The frequency of GRB's is not an exaggeration. The notion that one could sterilize an entire galaxy is very much so.

.

I'm sure news of this is going to make Planned Parenthood very happy. :lol:
G^2

--Its not that I'm afraid to die; I just don't want to be here when it happens-- Woody Allen

Without an extreme gravitational field neutronium isn't going to stay neutronium.

Also see here:

http://en.wikipedia.org/wiki/NeutroniumI did see that. I meant neutronium in a neutron star-- the second paragraph. I had thought about free floating neutronium, realized it probably couldn't long exist, and realized I didn't need it and that a nuclear isomer would work just as well. Still just a hypothesis.
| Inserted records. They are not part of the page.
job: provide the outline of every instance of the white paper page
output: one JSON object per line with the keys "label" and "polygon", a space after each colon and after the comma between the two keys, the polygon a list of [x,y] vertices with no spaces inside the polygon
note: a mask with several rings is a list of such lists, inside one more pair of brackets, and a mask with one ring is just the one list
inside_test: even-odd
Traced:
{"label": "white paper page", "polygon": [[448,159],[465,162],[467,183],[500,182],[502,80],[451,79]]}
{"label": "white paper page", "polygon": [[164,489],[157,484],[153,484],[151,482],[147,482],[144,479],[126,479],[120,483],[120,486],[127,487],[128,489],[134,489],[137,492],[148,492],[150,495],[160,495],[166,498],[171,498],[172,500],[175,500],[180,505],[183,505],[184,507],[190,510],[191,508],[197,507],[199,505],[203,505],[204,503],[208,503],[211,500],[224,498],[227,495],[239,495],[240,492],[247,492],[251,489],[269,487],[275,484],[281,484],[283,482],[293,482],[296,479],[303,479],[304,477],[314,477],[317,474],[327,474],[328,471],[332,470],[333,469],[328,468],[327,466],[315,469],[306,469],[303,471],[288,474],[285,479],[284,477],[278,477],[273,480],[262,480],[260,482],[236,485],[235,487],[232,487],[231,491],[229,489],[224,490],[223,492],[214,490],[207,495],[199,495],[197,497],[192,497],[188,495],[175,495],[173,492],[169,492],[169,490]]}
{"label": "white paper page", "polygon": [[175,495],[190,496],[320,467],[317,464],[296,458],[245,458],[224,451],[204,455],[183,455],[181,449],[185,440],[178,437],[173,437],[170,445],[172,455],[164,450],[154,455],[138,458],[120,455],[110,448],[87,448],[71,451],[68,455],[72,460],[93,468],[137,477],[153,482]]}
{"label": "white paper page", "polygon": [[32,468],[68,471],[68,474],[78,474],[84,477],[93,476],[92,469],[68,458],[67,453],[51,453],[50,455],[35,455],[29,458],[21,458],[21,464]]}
Greg Egan wrote a novel (Diaspora) using the colliding neutron star model of GRBs for one 16 LY from Earth. IIRC even the bacteria eventually had an Extinction Level Event, and nothing else survived on the planet at all (it happens over a millennium in the future, so a few people manage to protect themselves offworld and have all kinds of nifty adventures afterwards).

Ah, somebody beat me to mentioning Diaspora. He made up some fictional physics to produce an earlier-than-expected neutron star collision; in his world GRBs capable of frying a given planet would be more common than they really are. But as far as I know the effects of the GRB on Earth were pretty well-researched, and rather scary. Among other things, the whole ozone layer gets stripped away and everything on the surface is exposed to raw UV from the Sun.

And that's not even the biggest danger that his characters have to face! It gets pretty wild toward the end.

I did see that. I meant neutronium in a neutron star-- the second paragraph. I had thought about free floating neutronium, realized it probably couldn't long exist, and realized I didn't need it and that a nuclear isomer would work just as well. Still just a hypothesis.

Cosmological models of the evolution of the universe put limits on the amounts of dark matter that can be baryonic-- that is, made of the matter particles familiar to us-- and non-baryonic. For the models to work, most of the dark matter needs to be non-baryonic (and if the reports of dark galaxies are correct, all the baryonic dark matter may already be accounted for). Neutronium is pretty exotic by our standards, but it is still baryonic matter.